Conducting the same experiment with the radioactive 2,4-D applied to the leaves, she also found that translocation varied enormously both between and within resistant populations. In fact, several of the resistant populations translocated 2,4-D just as efficiently as susceptible populations.

This proved that wild radish has other, more complex mechanisms at its disposal to avoid the effects of excessive free radical production following exposure to phenoxy herbicides.

On further investigation, Danica demonstrated that there is nothing to indicate that wild radish uses enhanced, irreversible metabolism as a resistance mechanism for 2,4-D. Having ruled this mechanism out, all the evidence is now pointing toward mechanisms involving auxin signalling and plant defence genes.

This diagram shows the biological processes that went up in the Resistant plants but down in the Susceptible plants in response to 2,4-D. Bigger and darker blue indicates increased importance.

Preliminary studies suggest that gene IAA30 may contribute to the ability of a wild radish population to grow in the presence of 2,4-D. The association of this gene with 2,4-D resistance was more clearly observed in the root elongation experiments that were conducted in a controlled (indoor) environment compared to the foliar experiments that were conducted outdoors. This suggests that environmental conditions may also play a part in determining which mechanisms provide the best defence for wild radish populations in different geographic areas. There’s additional evidence that a component of the plant stress–response system is already ‘switched on’ in 2,4-D-resistant plants, even before the herbicide is applied.

Delving right down to cell membrane level

Given the variety of auxin responses within and between the 11 resistant populations, Danica is sure that there is more than one signalling protein involved in 2,4-D resistance in wild radish. Given the high genetic variability found in wild radish populations, there is good reason to suspect that repeated use of 2,4-D could alter the sequence or expression of different co-receptor components in different populations, affecting not only their resistance to various auxins, but also the fitness of the survivors.

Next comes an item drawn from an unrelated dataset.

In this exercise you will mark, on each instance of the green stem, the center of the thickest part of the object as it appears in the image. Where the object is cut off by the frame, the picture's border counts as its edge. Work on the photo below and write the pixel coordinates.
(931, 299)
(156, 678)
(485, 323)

This diagram shows groups all the genes that went up in Resistant plants but down in Susceptible plants – the story of resistance.

Resistance is still resistance and requires diverse management tactics

Evolved resistance to 2,4-D in wild radish is now believed to be conferred by a variety of auxin signalling defects that all result in resistance levels of 4–8 times the recommended field rate. While some resistant populations appear to suffer a fitness penalty, this is not always the case.

Further research will investigate strategic mixes of 2,4-D and synergists to help increase the efficacy of 2,4-D in resistant populations. Any herbicide treatments will rely heavily on complementary strong crop competition and harvest weed seed control.

Any synthetic auxin-tolerant corn, soybean and cotton cultivars introduced into Australia will potentially increase selection pressure on 2,4-D and will require careful stewardship to manage herbicide resistance.